Our data are consistent with a hypothesis that the marketplace for laboratory animal veterinarians is entering a steady state era in which supply and demand will be closely approximated over the next decade. This conclusion is much brighter than that forecasted for physician specialists (7,9) and for many doctoral-level scientists in other disciplines (10,11). Comparisons cannot be made with other specialty segments of veterinary
medicine until similar studies are completed. If our predictions hold, this transition from a lengthy period of economic supply reactivity that result from demand-pull forces somewhat mirrors the biomedical research enterprise nationwide (24). Dr. Harold Varmus, Director of the NTH, believes that maintaining a healthy amount of competition in a steady-state world would only benefit scientific progress (24). Instead of reducing production of new graduates as some have suggested (11), he stated that training program should be resource-optimized and should provide for the diverse career options of future scientists.
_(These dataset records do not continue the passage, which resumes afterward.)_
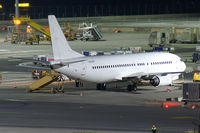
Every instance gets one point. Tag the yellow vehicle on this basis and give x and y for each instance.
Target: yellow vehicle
(196, 77)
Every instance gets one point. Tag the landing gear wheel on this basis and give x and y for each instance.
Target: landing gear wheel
(101, 86)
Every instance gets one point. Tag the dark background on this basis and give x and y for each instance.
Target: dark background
(84, 8)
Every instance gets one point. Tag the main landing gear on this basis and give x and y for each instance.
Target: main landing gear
(101, 86)
(132, 87)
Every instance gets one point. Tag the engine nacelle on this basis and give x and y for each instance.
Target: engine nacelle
(161, 80)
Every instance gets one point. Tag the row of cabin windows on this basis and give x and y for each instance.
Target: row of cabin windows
(129, 65)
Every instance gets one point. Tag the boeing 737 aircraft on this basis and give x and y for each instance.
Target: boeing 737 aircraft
(160, 68)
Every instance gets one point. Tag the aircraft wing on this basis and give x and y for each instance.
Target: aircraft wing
(30, 60)
(33, 67)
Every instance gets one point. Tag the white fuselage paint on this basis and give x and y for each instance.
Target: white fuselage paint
(101, 69)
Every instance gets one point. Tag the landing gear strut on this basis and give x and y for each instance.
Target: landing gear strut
(132, 87)
(101, 86)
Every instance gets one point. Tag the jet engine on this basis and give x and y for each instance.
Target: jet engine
(161, 80)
The breadth and depth of training in laboratory animal medicine inherently provides for employment opportunities beyond most of the veterinary profession, as the survey of our workforce has revealed. Nonetheless, the external forces shaping the new national economy are sufficiently large to argue against any decision to enter into a production-push mode through expansion of existing training programs in a manner independent of supply and demand factors. Lastly, it is notable that we have influence over our own destiny in the marketplace, to the extent that we embrace the ability to imagine and prepare for new opportunities in the vast dynamic arena of biomedical research. We have attempted to highlight some important economic issues currently facing the laboratory animal medicine profession, which we hope will stimulate continued investigations and discussions for this and other veterinary specialties in the years ahead.